Le « retour terrain » du vendredi

Chaque vendredi, un des 4 pôles du cabinet Landot & associés diffuse un petit « retour terrain » : une expérience vécue. 

Nous ne diffusons pas des informations sur les dossiers les plus connus, les plus emblématiques :

• d’une part parce que le secret professionnel s’en trouverait violé, 
• et d’autre part parce que le but de cette chronique est justement de montrer le travail quotidien, ordinaire mais passionnant, tel que nous le vivons avec nos clients, à la manière d’un petit « retour sur expérience »

Aujourd’hui, un petit « retour de terrain » du pôle « TEI ». 

____________

Le droit du sport est bien souvent envisagé, dans l’imaginaire collectif, à travers son versant privé : transferts et prêts de joueurs, contrats de travail des sportifs, accords de « sponsoring » ou partenariats commerciaux, … autant d’aspects qui semblent constituer l’essentiel des règles encadrant le secteur sportif.

Pourtant, la régulation du secteur sportif n’échappe pas au droit public, qu’il s’agisse de l’action des collectivités territoriales, du contrôle des fédérations délégataires de service public ou encore du respect des principes généraux du droit administratif.

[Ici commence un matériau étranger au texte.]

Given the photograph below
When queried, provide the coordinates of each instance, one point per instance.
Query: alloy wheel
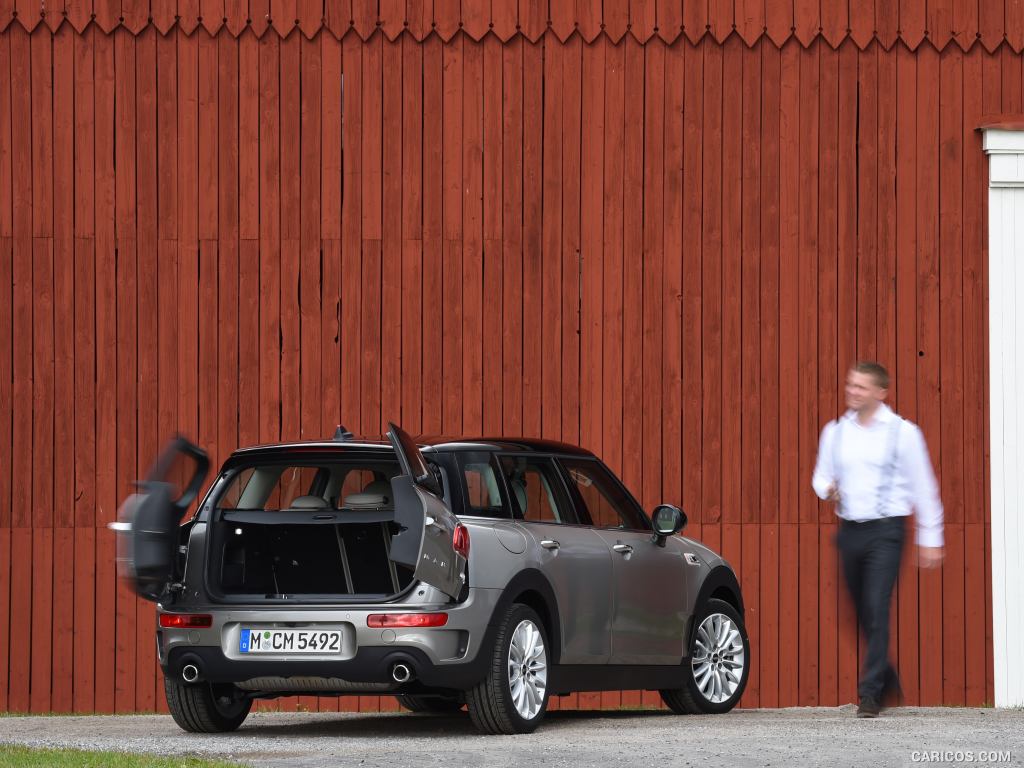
(718, 658)
(527, 670)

C’est précisément dans ce contexte que notre pôle « TEI » a été amené à intervenir sur un dossier en apparence atypique, révélateur des enjeux juridiques qui entourent la vie des clubs sportifs et particulièrement plaisant à traiter pour notre équipe.

Nous sommes ainsi intervenus pour accompagner un club désireux d’être promu dans une division supérieure, promotion pour laquelle il semblait remplir l’ensemble des critères sportifs et réglementaires fixés par sa Fédération. Malgré cela, plusieurs décisions prises au niveau fédéral ont remis en cause la conformité du processus d’accession, entraînant des répercussions majeures pour lui et les autres clubs en cascade, créant une situation particulièrement sensible tant sur le plan sportif qu’économique.

Notre intervention s’est articulée autour d’une phase précontentieuse particulièrement riche : échanges officiels avec la Fédération, analyse approfondie des différents précédents en la matière, et examen des règlements fédéraux. Ce travail juridique a permis de faire valoir les droits du club dans le respect des procédures, tout en évitant une judiciarisation immédiate du litige.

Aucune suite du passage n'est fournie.